If there was any year I wish I could have a do-over it would be 57. Previously it was 16 (so I could go to New York and save John Lennon) and then it was 21 (just because it was so incredibly awesome). But 57 was a year of stupid mistakes, like beginner blunders on a chess board. Beside forgetting Andi and my wedding anniversary for the second year in the row, I had fairly spectacular meltdowns in New Orleans and at the final night of Mary’s Club that had her questioning my sanity. In between those, I uncovered my history of child sexual abuse but not before I further sabotaged her trust in me. The new year began with me back on the proverbial cliff, contemplating non-existence. It was a hard year. Hard on my family.
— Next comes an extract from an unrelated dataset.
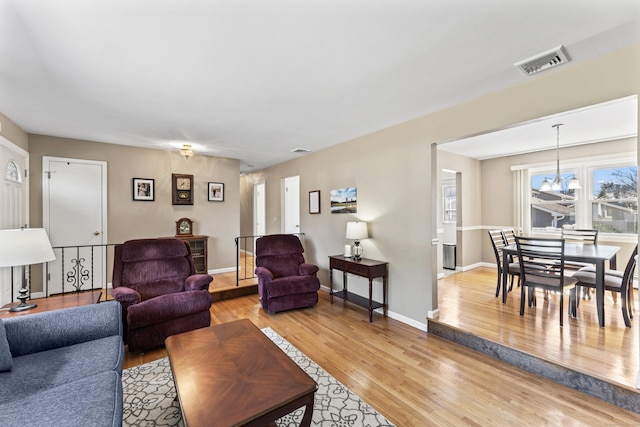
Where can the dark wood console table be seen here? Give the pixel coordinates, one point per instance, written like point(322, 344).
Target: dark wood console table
point(368, 268)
The good news is I got back on the anti-depressants and found a therapist who really helped me get to the root issues, leading to what feels like a complete rebirth from the troubled narcissist I was. My journey in therapy began in 1998 when I was forced to confront some of those issues around depression. It generated a good book on the subject (that I’m proud of and everyone should buy), but it never really got to the starting point of my tendency to shoot myself in the foot over and over again. Thanks to Andi encouraging me to read more on my issues, I picked up a few books on Dialectical Behavioral Therapy (DBT) and then found a somatic therapist who specialized in hypo-therapy. It was time to go deep. This is the year my Saturn is in return, so big change is inevitable.

The time spent in therapy has been revelatory. The first time she put me into a relaxed state where I could actually talk to that 4-year-old boy who had been abused changed my whole way of being. I began to let go of my constant anger (which I visualized as the Incredible Hulk) that I laid on anyone in my radius, including my family and my wife. Developing skills to be mindful of my emotions reminded me that I can center other people and not be dangerously vulnerable. And being safely vulnerable is actually a good thing. (Yeah, I now know all about Brené Brown. She’s a rock star.) I can finally breathe. It’s going to be alright.
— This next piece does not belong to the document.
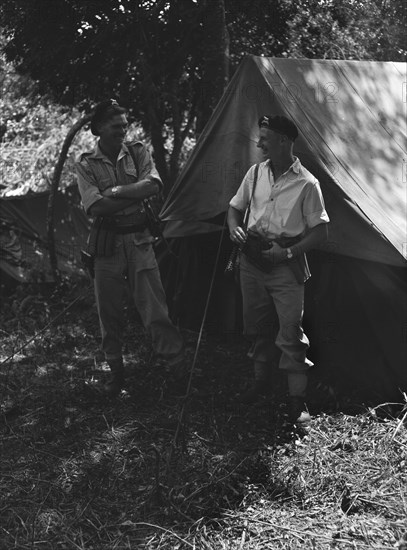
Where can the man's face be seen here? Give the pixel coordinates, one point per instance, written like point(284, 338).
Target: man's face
point(269, 142)
point(112, 132)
Today, our daughter asked if Andi was going to move back home. On the weeks Andi has Cozy, I spend as much time in her apartment as I do in our house, often laying next to her in bed in the early morning minutes before the alarm clock goes off, watching her sleep and thinking about how I used to complain about her snoring. I am in love with that snore. Old Randy might have asked his daughter to play some Jedi mind tricks on Mom, but I just said, “I hope she does, but I don’t really know. It’s up to her but whatever she chooses, we want her to be happy.”

There was a moment in this process where I saw a truth that Andi had long known, that when you truly love someone, you live to serve them, not your ego. I am here to serve her and our daughter, in whatever capacity the universe allows. My journey through the challenge of self-work this year highlighted that our complacency with our selves and our relationships is our biggest threat to our happiness. It’s too easy to be lazy in our culture, scrolling through life. We’re not done. There’s work unfinished. At least there is for me.

I turn 58 tomorrow. That used to seem so old. But I feel like I just grew up.